This is similar to SQL select syntax, but differs in the order in which the select, where, and from sections are specified.12

image Note  There is potential for confusion if both syntaxes are used in the same codebase. The standard C# approach makes more sense to me, and I find it easier to separate the Linq syntax from any SQL queries involved. However, this may not apply in Linq to SQL code, so the best approach may differ for different teams.

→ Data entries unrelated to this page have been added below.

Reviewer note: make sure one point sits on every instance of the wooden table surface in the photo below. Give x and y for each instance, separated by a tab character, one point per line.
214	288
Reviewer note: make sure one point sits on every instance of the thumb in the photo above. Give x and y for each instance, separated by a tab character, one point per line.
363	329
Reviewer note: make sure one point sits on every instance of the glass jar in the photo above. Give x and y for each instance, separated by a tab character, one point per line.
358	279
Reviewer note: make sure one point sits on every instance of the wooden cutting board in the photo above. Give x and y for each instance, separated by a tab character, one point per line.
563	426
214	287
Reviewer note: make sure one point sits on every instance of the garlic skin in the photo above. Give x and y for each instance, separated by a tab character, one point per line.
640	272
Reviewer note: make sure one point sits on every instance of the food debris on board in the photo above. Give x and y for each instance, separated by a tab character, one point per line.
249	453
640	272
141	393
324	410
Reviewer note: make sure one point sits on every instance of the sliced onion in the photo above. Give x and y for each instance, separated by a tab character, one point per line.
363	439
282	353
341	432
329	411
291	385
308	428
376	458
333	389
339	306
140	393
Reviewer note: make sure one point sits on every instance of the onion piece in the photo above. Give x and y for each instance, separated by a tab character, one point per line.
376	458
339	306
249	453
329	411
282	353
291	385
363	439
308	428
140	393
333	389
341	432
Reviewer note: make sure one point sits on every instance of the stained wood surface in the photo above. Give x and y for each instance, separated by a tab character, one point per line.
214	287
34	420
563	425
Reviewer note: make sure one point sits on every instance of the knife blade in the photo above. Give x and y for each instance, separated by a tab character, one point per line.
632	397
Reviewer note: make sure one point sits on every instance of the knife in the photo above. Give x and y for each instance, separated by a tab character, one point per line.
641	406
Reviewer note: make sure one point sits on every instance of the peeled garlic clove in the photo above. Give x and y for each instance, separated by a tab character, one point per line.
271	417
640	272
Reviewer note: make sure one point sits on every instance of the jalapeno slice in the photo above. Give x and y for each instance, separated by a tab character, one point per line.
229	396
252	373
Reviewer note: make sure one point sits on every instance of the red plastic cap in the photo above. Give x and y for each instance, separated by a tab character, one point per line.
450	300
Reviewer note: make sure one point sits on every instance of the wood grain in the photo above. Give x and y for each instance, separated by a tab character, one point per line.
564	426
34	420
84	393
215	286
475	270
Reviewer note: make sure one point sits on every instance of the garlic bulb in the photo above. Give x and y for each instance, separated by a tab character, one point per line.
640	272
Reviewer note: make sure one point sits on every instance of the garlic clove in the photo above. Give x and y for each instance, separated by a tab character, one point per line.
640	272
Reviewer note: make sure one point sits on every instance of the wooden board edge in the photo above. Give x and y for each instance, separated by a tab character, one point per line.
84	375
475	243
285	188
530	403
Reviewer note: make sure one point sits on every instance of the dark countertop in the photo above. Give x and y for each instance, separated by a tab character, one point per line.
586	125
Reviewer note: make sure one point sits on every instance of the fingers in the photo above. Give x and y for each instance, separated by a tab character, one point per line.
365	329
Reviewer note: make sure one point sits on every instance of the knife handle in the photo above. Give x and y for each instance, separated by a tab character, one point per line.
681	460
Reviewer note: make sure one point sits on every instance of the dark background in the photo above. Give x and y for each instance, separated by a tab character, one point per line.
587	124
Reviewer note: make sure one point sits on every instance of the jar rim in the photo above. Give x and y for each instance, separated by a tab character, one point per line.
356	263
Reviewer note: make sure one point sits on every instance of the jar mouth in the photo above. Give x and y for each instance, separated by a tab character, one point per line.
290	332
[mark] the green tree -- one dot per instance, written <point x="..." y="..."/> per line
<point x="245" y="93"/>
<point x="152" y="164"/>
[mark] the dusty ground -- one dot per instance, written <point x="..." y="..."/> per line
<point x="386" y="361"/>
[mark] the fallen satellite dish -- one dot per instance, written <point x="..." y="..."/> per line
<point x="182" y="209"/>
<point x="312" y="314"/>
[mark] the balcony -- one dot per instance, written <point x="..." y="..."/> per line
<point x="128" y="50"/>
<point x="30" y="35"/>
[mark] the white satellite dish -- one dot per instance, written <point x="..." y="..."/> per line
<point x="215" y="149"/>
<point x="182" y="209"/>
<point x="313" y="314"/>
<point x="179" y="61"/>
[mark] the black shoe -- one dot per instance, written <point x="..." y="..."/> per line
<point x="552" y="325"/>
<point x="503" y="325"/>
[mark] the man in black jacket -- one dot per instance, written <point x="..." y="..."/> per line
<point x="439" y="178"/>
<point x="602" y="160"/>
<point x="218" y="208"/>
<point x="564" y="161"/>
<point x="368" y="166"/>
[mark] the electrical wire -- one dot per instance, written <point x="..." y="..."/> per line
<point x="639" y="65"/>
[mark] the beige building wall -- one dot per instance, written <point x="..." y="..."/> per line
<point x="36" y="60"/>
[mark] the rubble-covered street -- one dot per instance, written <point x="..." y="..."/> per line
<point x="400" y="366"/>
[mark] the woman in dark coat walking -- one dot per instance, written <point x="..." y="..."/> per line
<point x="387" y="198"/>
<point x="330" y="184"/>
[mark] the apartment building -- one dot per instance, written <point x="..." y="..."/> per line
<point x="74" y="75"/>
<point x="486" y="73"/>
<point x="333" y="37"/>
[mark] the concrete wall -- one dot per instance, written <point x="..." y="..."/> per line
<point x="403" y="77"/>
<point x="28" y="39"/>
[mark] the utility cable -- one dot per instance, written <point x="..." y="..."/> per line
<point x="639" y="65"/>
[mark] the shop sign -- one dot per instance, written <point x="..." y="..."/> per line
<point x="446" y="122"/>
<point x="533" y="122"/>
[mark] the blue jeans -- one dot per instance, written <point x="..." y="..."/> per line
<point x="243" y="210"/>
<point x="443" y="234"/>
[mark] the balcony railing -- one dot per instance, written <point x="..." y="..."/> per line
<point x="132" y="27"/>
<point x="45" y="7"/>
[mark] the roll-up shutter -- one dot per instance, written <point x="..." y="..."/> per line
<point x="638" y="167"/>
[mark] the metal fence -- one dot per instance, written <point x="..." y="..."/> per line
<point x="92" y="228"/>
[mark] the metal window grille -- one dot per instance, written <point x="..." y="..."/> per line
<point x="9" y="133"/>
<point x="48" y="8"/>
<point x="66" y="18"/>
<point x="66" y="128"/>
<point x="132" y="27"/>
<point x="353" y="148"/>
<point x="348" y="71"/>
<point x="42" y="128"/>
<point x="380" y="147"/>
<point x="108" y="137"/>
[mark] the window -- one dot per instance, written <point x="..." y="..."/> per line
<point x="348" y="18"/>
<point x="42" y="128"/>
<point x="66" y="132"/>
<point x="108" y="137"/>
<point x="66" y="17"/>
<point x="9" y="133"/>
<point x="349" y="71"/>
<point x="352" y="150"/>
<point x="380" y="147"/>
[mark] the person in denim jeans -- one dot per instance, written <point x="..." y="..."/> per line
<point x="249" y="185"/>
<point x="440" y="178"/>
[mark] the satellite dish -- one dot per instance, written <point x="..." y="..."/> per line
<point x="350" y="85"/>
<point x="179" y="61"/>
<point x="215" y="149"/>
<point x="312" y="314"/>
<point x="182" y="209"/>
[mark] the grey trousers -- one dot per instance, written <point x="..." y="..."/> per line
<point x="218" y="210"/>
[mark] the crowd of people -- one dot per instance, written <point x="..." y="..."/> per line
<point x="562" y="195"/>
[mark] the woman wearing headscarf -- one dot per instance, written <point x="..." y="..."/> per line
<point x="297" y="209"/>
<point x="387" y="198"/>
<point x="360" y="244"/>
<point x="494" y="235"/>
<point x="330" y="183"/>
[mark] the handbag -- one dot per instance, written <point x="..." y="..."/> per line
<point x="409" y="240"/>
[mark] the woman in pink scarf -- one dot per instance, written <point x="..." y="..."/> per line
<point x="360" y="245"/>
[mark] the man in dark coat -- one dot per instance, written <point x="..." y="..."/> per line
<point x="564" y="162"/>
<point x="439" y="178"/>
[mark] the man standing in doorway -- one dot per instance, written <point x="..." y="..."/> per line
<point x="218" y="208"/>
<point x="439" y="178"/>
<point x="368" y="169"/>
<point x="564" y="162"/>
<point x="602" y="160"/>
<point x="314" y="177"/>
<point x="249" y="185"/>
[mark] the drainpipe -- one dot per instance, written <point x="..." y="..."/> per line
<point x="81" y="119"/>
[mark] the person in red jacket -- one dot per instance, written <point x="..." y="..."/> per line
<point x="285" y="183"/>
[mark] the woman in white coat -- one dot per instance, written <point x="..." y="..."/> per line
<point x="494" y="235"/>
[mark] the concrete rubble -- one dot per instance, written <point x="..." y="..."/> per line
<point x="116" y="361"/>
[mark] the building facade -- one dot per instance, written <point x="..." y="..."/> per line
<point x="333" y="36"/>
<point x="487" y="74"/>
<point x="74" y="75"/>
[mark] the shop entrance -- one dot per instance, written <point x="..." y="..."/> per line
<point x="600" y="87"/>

A Sequence Method of Your Own

It’s simple to write additional sequence methods. The following is a subset method that skips the even-numbered items in a sequence:

private class EveryOtherEnumerator<T> : IEnumerable<T>
{
    IEnumerable<T> m_baseEnumerable;

    public EveryOtherEnumerator(IEnumerable<T> baseEnumerable)
    {
       m_baseEnumerable = baseEnumerable;
    }

    public IEnumerator<T> GetEnumerator()
    {
       int count = 0;
       foreach (T value in m_baseEnumerable)
       {
            if (count % 2 == 0)
            {
                yield return value;
            }
            count++;
       }
    }

    IEnumerator IEnumerable.GetEnumerator()
    {
       return GetEnumerator();
    }
}

Sequence Method Reference

Linq provides a large set of methods to make your life easier. The following section groups them by function.

Aggregate Methods

An aggregate method takes a sequence and produces a single value, causing the sequence to be enumerated. Aggregates can operate on the following data types:

  • Decimal
  • Double
  • Float
  • Int
  • Long

In addition, nullable values of any of these types are permitted. The aggregate methods are shown in Table 28-1:

Table 28-1. Linq Aggregate Methods

Method Description
Average() Returns the average of the values.
Count() Returns the count of the values.
Min() Returns the minimum of the values.
Max() Returns the maximum of the values.
Sum() Returns the sum of the values.
Aggregate() Computes a general aggregate.

The aggregate method can be used to construct custom aggregators, but in practice it is simpler to write a custom sequence method instead.

Transformational Methods

The transformational methods take a sequence of one type and transform it into a sequence of another type.

Select()

The Select() method applies the supplied expression to every item in the sequence, generating a new sequence that contains all the return values. For example:

students.Select(s => s.Name);

SelectMany()

The SelectMany() method joins together a collection that exists on each item in the sequence into a single sequence. For example:

students.SelectMany(s => s.Assignments);

Cast()

The Cast() method casts all of the items in a sequence to a specific type. For example:

List<object> objects = new List<object>();
objects.Add("A");
objects.Add("B");
objects.Add("C");
var sequenceOfString = objects.Cast<string>();

Each of the items in the objects list will be cast to the string type.

ToArray()

The ToArray() method returns an array that contains all of the items in the sequence. ToArray() will force enumeration of the sequence.

ToDictionary()

The ToDictionary() method takes a sequence of instances and adds those instances to a dictionary, using the specified value as the key for the item in the dictionary.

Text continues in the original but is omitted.